# Pontefract cycling club



## David L (1 May 2021)

Does anyone know if the pontefract cycling club is still running??

And if it is are there any contact details for them, ive tried online but cant find much, and getting no response from there Facebook group.

Thanks


----------



## DCLane (1 May 2021)

Don't think so - Knottingley Velo is probably the biggest one near you, along with South Emsall and BBM Revolution.

Otherwise you're looking my way, with Calder Clarion / Wakefield CC


----------



## Venod (1 May 2021)

There are still people posting on their Strava page, I know quite a few left and joined Knottingley Velo, you might be able to leave a message on Strava.

The Facebook group is a closed group and still active by the looks of things with 19 new posts in the last month.
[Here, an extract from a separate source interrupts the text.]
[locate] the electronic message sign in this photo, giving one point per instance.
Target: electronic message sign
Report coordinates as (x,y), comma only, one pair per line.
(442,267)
https://www.strava.com/clubs/64258/members

https://www.facebook.com/groups/pontefractcyclingclub

I live in Pontefract and have been a member of Featherstone Road Club and Knottingley Velo,

I don't know what Fev do nowadays but I think they probably do the quicker more serious type of runs

Knottingley have a wide spectrum of riders, they cater for all types of cyclist.

BBM also cater for all.

The active South Elmsall riders I know are all pretty quick but the may have different groups, not sure.


----------



## David L (1 May 2021)

Thanks for the replies, i will have to give knottingley velo a try and see how i get on


----------



## Milzy (1 May 2021)

David L said:


> Thanks for the replies, i will have to give knottingley velo a try and see how i get on


Then you will join South Elmsall Road club afterwards.


----------